I tell L— that get his point, and in a very strange way I almost kind of do. I’m not saying you should always listen to what a drunk stranger tells you, of course. L— and I both agree that somebody shut him down hard. I think some more about what the guy said, especially since it probably really was God over there. But for all its length, the lecture just doesn’t seem that enlightening. Myself, I’d still like to find a girlfriend … being sidetracked might be kind of nice.
The guy comes back in about fifteen minutes later, but we’re not about to start the ball rolling again. We pay our bill (the guy never quite got around to covering it) and split.
May 25, 1992 – Oakland
So what did I sit down to write to you about? Well, there’s always band-aids. At the bike shop we use Curad. I consider this one of the small but nagging travesties that plague my employment there. I would say about one in three Curad band-aids is defective. The little sanitary cotton pad is skewed, and sometimes has missed the center of the adhesive portion by more than half its own size so you get only a little triangle of pad, and the rest would stick to the wound if you actually used the bandage. I really can’t believe the bandaging public tolerates this blatant quality control problem. Perhaps you feel I’m overreacting, but you should consider the details of my bandaging needs. I will often cut, rip, or gash my fingers on some chainring or cable strand, and need to dress the wound, and then every time I finish a repair or want to wash up before lunch, I need to redress. (The wound, not myself. We have aprons for that.) Even when I’m at home, I have to put on new band-aids every time I do the dishes, take out my contact lenses, or want to cook something. This is really bothersome since I have to pay for these band-aids or I should say Band-Aids, since I’m talking about the actual Johnson & Johnson product now. (You think I’d use Curad at home?) Anyway, I’m tempted to just wait for the wet Band-Aid to dry out, but I wasn’t sure so I called Johnson & Johnson on their toll free number and asked them. “You know how the box says they’re waterproof?” I ask. “Oh, yes, they certainly are,” says the lady earnestly, in her charming southern accent. “Well, does that mean I don’t need to change them once they’re wet?” I ask. “Oh, no, you should always replace them. It’s the only way to prevent bacteria from infecting the wound.” I reply, “That puzzles me. If I have to replace my wet Band-Aids, what’s the benefit of their being waterproof?” The gal pauses for a moment. “Well,” she replies, “if you’re swimming you won’t lose them in the pool, anyway. Oh, and they won’t slip down your drain!”

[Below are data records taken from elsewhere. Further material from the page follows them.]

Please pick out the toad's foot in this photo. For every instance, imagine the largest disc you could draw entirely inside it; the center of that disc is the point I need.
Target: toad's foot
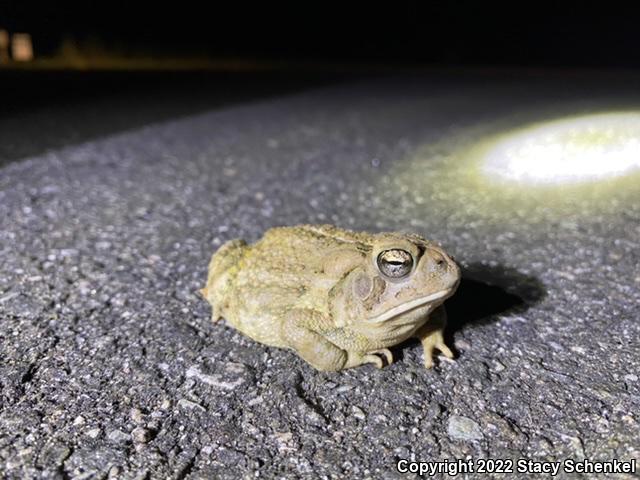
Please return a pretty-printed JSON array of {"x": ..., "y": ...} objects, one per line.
[
  {"x": 357, "y": 358},
  {"x": 432, "y": 341}
]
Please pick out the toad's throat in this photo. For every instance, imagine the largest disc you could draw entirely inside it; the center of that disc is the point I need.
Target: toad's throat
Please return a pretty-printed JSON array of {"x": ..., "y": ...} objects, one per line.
[{"x": 406, "y": 307}]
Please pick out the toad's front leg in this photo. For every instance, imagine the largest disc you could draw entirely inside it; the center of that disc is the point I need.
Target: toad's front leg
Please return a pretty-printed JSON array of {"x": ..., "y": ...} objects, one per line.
[{"x": 431, "y": 337}]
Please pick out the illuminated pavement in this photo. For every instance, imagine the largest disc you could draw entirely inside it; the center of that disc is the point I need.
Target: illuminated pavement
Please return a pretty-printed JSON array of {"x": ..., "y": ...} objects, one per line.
[{"x": 109, "y": 363}]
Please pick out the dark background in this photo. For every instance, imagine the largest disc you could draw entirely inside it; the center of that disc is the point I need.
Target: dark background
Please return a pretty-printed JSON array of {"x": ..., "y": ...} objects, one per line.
[{"x": 527, "y": 33}]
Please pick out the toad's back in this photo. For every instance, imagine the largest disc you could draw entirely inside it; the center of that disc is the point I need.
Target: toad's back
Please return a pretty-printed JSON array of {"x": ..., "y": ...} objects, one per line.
[{"x": 253, "y": 286}]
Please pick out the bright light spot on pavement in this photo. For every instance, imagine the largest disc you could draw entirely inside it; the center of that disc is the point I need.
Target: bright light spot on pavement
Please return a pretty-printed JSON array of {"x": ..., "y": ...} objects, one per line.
[{"x": 577, "y": 149}]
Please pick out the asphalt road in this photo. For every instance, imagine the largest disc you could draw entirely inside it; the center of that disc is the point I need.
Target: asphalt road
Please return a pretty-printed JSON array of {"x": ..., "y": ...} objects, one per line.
[{"x": 110, "y": 210}]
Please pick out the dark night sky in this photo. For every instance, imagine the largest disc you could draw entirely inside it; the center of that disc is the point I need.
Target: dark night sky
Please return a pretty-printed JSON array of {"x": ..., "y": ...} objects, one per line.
[{"x": 446, "y": 32}]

October 27, 1993 – San Francisco
Well, November is off to a slow start. This morning, I literally couldn’t get out of the house: the doorknob was stripped. I turned and turned it, but the door wouldn’t open—the knob just spun on the shaft. I took these two little set screws out, and popped the doorknob off, but this was fruitless: the mechanism was still in place, unreachable. I tried a credit card on the bolt/latch thingy, but that would only work from the other side of the door. Finally, I went to my toolbox and found a Reach toothbrush, which has a square-cross-section handle that I hoped would fit in the female end of the latch mechanism, in place of the doorknob shaft. (It’s remarkable I even had this Reach, because normally I use Oral-B). Well, it worked like a charm, and after finally exiting the house I brought the toothbrush with me so I’d be able to get back in.